An investor monitors trading at the Nairobi Securities Exchange. PHOTO | FILE
By JOSEPH THOGO, jthogo@deloitte.com
In Summary
- Even though the taxman ranks as an unsecured creditor, it does not apply for all taxes. The hierarchical order does not apply to transactional and agency taxes such as VAT, excise duty, PAYE and withholding tax.
- An argument can be made that changes in a firm’s capital structure do not change the corporation’s overall value. Indeed, from an economic point of view it should make little difference whether the corporation raises funds through debt or equity.
To say that corporate Kenya has in the recent past taken a beating would perhaps be an understatement.
With listed companies issuing profit warnings, a number of
entities reporting record losses and some going into administration,
the prognosis has not been very been positive.
A while back, the print media was also inundated
with a number of publicised bailouts of listed companies by their
shareholders and even by the government.
Corporate issues of shares and debt are simply
alternative methods of raising corporate capital. Equity arises where
shareholders fund the company in exchange for shares while loans come
about where the company borrows against its assets. Whether these have
been in the form of debt or equity would not really matter from a
finance perspective.
An argument can be made that changes in a firm’s
capital structure do not change the corporation’s overall value. Indeed,
from an economic point of view it should make little difference
whether the corporation raises funds through debt or equity.
Why, then, should there be any difference in the
tax treatment of debt and equity? Why does it matter? The unintended
consequences of all these are losses that impact all those involved from
a tax perspective—the entity, its shareholders and those who lent it
money.
When a company goes into administration, the
administrator is required to operate under certain guidelines provided
under the recently enacted Insolvency Act.

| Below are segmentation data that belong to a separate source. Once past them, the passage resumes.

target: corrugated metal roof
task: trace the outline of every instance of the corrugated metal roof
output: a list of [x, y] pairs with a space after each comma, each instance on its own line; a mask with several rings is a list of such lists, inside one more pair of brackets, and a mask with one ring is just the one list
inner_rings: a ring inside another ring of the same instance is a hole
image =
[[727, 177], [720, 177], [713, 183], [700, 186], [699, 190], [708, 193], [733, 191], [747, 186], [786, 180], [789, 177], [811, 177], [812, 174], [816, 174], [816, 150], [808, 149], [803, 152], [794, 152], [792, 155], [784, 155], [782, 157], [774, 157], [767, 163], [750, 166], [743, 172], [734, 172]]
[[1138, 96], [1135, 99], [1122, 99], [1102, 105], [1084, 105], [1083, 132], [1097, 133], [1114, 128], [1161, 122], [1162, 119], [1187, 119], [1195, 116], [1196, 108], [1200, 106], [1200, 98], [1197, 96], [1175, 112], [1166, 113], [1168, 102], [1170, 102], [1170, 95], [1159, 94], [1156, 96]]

The objectives of administration are to maintain
the company as a going concern, to achieve a better outcome for the
company’s creditors as a whole than would likely to be the case if the
company were liquidated and to realise the property of the company in
order to make a distribution to one or more secured or preferential
creditors.
Whereas previously a company could be wound up
immediately it became insolvent, the Insolvency Act now gives the
company an opportunity to operate as a going concern and not
necessarily engage in the sale and realisation of its assets as a
primary option.
During this phase, the entity’s tax obligations do
not extinguish and it is the responsibility of the administrator to
ensure compliance.
Taxman
The hierarchical order of payments that the
administrator should adhere to starts with the insolvency costs (fees
for overseeing the process) followed by secured creditors (lenders to
whom the company granted security, which includes banks, asset based
lenders, finance and agreement providers), then comes the preferential
creditors (employee claims), followed by unsecured creditors (all
remaining creditors such as the taxman, suppliers, contractors) and
lastly the shareholders (who get paid if all the above creditors are
paid in full).
Even though the taxman ranks as an unsecured
creditor, it does not apply for all taxes. The hierarchical order does
not apply to transactional and agency taxes such as VAT, excise duty,
PAYE and withholding tax.
Since the entity collects these taxes on behalf of
the taxman, its obligations as a tax agent are not affected by the
hierarchy of payments. The hierarchy of payments will impact the
entity’s income tax its normal trading and the taxman has to join the
queue.
However, if the administrator is able to
resuscitate the business and the entity comes out of administration, the
taxman adopts his usual role.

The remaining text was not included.